Charles Mingus morreu há quarenta e sete anos...

 
Charles Mingus (Nogales,  22 de abril de 1922Cuernavaca, 5 de janeiro de 1979) foi um contrabaixista, compositor e ocasionalmente pianista de jazz, reconhecido pelo seu ativismo contra a injustiça racial.

Mingus é geralmente colocado entre os grandes nomes do jazz, gravando vários álbuns muito apreciados pelos amantes do estilo. As suas melodias não são muitas vezes regravadas devido à sua natureza pouco convencional. No entanto, Mingus foi também um influente e criativo músico, convidando para a sua banda artistas talentosos e, por vezes, menos conhecidos, que ele achou que reuniam as características necessárias para a integrar.

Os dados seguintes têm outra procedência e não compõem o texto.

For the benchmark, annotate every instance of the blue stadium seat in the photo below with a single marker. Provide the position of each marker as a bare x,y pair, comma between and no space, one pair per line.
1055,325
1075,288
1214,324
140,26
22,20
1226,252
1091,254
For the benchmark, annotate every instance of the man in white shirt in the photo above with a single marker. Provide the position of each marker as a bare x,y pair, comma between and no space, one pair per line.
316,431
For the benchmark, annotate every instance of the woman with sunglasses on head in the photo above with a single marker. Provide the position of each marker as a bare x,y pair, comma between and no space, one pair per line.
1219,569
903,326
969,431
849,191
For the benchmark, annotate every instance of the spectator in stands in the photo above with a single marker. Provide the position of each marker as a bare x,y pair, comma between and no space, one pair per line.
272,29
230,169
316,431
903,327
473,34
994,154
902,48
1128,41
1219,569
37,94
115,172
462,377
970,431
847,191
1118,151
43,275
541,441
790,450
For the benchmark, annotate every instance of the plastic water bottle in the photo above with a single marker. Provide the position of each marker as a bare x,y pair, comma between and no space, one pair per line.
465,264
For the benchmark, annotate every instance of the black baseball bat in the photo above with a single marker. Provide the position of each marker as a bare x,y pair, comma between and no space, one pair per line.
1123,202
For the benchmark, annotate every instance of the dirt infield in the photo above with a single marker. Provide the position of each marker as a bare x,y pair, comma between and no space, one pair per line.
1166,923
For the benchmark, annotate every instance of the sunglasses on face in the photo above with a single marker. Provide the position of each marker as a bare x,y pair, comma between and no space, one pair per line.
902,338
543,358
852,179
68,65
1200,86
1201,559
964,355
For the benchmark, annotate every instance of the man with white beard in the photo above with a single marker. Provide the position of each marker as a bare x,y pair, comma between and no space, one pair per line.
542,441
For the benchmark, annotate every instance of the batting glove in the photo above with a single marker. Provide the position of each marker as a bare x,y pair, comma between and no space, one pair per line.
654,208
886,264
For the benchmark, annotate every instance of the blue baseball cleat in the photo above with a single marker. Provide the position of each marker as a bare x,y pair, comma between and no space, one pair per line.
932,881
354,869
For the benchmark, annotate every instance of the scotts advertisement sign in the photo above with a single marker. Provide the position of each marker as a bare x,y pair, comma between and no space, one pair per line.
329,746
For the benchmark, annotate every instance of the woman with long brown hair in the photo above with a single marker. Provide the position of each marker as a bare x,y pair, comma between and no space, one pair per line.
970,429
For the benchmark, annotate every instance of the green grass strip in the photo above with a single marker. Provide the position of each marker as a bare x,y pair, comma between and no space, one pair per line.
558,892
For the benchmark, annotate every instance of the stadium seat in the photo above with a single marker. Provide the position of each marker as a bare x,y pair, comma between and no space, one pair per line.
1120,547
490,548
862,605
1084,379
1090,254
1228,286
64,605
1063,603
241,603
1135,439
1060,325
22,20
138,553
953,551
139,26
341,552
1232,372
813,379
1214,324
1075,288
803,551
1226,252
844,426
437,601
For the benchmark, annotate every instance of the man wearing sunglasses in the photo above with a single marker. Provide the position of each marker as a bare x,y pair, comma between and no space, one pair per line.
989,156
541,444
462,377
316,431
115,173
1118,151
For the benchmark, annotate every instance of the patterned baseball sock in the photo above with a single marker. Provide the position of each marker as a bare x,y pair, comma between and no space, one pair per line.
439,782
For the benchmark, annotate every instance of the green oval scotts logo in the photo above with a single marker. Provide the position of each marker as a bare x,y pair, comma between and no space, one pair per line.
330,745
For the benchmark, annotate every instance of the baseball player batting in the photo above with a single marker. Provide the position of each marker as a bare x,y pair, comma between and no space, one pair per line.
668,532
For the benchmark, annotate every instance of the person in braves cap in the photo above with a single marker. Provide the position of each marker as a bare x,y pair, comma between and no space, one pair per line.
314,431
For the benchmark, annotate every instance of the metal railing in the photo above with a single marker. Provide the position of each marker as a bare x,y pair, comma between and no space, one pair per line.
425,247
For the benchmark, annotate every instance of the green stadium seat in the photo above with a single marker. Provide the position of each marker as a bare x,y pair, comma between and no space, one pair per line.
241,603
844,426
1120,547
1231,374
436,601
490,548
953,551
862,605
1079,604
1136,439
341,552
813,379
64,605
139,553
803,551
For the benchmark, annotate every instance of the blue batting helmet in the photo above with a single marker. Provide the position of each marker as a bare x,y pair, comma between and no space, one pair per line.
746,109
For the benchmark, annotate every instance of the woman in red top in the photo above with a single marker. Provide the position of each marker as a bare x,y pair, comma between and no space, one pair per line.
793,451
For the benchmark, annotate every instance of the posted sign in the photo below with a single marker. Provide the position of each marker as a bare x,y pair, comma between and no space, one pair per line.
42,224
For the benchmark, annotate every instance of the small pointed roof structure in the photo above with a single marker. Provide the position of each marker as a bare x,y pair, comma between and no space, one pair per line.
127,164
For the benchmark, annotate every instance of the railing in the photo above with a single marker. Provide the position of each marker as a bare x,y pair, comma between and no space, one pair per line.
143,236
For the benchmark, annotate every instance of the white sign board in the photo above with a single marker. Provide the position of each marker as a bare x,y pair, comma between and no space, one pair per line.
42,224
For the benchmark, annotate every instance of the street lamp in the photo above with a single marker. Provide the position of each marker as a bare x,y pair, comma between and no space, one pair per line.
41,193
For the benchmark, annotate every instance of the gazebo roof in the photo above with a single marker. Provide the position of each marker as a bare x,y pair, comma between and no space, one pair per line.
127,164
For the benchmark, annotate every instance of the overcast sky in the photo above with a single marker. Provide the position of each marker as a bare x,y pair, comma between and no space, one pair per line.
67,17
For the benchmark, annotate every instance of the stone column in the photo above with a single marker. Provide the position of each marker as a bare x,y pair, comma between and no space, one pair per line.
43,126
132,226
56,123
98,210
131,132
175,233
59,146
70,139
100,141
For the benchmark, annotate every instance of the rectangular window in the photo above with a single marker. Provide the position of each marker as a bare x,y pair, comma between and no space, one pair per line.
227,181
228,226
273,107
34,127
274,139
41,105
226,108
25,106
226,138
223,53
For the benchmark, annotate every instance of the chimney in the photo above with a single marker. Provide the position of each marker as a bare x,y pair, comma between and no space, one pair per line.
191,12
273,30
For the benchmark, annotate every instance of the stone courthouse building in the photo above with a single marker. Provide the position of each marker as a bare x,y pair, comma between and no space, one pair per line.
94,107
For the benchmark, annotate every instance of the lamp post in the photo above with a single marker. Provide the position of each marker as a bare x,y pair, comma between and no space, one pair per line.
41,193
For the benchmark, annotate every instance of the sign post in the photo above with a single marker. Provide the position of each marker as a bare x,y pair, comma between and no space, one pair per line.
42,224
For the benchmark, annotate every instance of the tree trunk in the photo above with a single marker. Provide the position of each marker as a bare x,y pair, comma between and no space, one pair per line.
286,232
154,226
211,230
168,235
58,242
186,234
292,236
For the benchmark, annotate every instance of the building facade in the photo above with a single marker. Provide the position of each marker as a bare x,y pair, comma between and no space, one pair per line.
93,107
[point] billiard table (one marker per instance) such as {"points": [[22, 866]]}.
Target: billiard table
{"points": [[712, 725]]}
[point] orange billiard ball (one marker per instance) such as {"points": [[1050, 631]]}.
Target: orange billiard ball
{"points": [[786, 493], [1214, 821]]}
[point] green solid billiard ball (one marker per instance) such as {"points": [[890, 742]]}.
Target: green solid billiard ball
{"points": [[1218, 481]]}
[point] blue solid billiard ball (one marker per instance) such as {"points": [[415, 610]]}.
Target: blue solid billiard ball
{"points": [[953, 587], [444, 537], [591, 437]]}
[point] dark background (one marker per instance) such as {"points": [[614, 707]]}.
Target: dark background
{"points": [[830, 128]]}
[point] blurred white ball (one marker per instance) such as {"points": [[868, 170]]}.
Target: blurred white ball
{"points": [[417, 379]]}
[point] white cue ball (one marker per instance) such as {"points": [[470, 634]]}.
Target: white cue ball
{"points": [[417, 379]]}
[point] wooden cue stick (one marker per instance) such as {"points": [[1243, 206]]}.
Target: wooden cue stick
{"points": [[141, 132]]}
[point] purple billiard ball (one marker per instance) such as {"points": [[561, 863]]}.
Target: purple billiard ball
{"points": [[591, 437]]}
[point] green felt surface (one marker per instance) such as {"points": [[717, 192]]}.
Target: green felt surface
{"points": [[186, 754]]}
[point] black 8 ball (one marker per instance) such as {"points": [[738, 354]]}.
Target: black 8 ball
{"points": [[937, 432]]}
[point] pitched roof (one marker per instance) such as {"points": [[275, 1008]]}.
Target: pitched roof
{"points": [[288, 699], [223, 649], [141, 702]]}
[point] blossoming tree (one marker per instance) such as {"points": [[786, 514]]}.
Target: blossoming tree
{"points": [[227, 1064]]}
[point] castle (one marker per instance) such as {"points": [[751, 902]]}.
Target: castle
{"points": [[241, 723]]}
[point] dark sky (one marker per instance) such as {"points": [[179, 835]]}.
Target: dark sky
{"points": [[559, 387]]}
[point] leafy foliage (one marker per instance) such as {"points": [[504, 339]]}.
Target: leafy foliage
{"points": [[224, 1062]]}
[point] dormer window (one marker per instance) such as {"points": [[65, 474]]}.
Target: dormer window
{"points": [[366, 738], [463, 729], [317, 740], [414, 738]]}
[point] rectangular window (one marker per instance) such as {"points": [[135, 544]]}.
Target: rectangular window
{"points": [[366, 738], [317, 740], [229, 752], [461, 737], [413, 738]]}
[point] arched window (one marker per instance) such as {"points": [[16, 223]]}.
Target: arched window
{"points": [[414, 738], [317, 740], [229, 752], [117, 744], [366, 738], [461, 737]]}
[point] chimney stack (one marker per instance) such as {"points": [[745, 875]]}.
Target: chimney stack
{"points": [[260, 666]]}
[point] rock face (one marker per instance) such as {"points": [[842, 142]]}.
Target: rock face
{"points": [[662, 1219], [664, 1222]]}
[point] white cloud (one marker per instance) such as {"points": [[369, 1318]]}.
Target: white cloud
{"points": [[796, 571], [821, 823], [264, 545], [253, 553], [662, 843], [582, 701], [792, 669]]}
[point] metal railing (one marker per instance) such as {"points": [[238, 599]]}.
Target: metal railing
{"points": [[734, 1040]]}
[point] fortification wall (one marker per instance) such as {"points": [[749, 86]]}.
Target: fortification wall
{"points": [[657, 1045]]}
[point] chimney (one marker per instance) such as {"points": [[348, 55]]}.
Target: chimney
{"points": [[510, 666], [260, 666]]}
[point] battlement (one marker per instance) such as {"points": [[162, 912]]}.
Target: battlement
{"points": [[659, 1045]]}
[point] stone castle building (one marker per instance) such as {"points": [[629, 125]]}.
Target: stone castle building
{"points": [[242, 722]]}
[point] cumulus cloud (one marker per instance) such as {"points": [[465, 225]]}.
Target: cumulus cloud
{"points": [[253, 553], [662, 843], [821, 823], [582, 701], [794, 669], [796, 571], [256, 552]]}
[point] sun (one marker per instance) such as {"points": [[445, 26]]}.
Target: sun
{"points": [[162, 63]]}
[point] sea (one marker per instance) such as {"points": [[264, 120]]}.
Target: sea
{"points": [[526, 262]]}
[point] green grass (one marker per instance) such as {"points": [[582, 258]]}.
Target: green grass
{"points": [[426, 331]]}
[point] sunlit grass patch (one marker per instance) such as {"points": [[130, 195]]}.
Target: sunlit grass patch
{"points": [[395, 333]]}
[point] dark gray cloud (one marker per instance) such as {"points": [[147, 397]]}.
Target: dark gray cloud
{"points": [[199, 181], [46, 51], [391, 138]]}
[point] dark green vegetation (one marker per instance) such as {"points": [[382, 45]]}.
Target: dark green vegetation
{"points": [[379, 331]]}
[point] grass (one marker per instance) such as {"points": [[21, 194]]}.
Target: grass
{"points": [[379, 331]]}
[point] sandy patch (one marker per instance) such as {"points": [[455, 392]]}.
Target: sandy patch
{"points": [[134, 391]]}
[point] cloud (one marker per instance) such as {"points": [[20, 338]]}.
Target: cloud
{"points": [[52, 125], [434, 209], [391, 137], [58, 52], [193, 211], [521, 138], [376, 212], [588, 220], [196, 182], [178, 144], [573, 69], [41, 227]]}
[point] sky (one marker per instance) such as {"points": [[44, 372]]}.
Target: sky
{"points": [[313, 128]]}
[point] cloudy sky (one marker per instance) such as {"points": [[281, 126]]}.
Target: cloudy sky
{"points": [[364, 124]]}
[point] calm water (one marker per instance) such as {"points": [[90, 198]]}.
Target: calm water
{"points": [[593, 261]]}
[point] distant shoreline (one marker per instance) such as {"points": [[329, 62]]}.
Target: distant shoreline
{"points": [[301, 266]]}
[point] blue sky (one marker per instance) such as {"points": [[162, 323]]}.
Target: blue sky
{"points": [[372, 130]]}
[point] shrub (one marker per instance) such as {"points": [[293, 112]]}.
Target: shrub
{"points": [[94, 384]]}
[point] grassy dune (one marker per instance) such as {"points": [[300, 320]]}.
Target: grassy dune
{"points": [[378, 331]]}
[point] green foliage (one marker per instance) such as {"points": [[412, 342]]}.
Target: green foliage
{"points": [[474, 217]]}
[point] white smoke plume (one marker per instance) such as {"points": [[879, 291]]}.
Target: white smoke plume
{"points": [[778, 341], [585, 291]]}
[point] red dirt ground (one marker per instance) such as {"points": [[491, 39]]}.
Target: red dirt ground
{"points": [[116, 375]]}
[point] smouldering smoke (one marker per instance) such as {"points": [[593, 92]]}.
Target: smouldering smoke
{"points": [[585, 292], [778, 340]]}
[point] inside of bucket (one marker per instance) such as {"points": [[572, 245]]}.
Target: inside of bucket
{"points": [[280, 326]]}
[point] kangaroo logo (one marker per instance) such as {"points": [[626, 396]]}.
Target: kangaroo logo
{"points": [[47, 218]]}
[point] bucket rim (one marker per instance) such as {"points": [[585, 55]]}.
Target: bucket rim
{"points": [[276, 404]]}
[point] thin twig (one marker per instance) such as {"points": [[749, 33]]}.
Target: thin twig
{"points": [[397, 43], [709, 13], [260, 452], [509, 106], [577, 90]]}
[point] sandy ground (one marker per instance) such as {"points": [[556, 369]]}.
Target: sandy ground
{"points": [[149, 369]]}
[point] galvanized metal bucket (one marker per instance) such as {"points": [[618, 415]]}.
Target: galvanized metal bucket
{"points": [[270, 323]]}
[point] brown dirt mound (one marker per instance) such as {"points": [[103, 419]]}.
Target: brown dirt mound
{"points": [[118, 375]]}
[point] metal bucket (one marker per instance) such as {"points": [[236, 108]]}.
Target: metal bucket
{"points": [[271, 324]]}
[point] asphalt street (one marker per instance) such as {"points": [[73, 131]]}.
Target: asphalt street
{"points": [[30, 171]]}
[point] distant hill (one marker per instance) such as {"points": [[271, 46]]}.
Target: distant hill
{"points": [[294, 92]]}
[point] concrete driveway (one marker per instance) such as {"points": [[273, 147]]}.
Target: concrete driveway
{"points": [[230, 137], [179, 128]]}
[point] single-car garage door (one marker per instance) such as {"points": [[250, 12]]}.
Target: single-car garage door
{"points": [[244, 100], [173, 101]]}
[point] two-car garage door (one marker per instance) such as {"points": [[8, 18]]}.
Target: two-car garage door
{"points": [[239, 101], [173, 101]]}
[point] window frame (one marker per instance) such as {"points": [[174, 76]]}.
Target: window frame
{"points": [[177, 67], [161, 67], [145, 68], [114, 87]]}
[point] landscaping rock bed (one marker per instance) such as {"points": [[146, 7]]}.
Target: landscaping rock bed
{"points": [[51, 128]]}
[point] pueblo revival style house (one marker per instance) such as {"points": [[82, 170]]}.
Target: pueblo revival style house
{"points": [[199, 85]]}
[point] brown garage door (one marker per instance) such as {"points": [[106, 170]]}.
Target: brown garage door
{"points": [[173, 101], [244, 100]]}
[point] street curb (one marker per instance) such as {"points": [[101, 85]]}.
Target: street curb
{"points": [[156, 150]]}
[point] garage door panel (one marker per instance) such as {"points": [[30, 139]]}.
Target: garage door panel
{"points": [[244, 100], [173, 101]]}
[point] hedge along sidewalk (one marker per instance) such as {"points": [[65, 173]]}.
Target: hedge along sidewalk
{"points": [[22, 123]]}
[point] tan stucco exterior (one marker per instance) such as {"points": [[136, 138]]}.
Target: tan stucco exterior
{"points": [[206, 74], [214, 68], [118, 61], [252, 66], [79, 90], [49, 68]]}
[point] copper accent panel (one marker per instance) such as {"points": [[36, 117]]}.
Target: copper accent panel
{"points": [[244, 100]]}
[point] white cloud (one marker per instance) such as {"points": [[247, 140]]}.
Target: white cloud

Consta que Mingus tinha muitas vezes um temível temperamento, o que originou a sua alcunha no mundo do jazz, The Angry Man of Jazz (O Homem Zangado do Jazz). Este comportamento negativo resultando em autênticas erupções de raiva em cima do palco, embora com o tempo ele tenha conseguido moderar o seu comportamento.

É considerado um dos grandes compositores da história do jazz, ao lado de nomes como Thelonious Monk e Duke Ellington.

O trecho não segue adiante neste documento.